Mr Geddes explained that Adidas, who sponsored the World Cup, implanted promotional chips inside footballs “to send nearby phones football results, advertising and football-related content”.

The security expert did admit that the chip, equipped with Near Field Communication (NFC), has been compromised in the past. 

Mr Geddes told Whale that the chip could be hacked and tampered with by special hacking agents.

He explained: “The chip that’s in this football could have nefarious usages if it was tampered with.

“This NFC had been hacked previously in 2015 by a hacker who was able to connect to a nearby Android phone, not an iOS Apple phone, and was able to actually send, or in theory send, a malicious link to that particular android phone.”

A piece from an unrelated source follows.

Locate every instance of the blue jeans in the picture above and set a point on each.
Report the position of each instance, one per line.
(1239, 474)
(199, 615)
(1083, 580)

He went onto say that US secret service would have screened the football before ever letting the object close to the President

Mr Geddes added: Standard drills genuinely see the item passed to someone within the secret service detailed with protecting him Trump, who would’ve run it by their incumbent TSCM team which is their Technical Surveillance Counter Measures team.

“They would’ve checked it and made sure nothing  was in it.”

Cybersecurity expert Scott Schober told CNN that a mobile device would have to be “within a couple of centimetres” of the ball to even interact with the chip.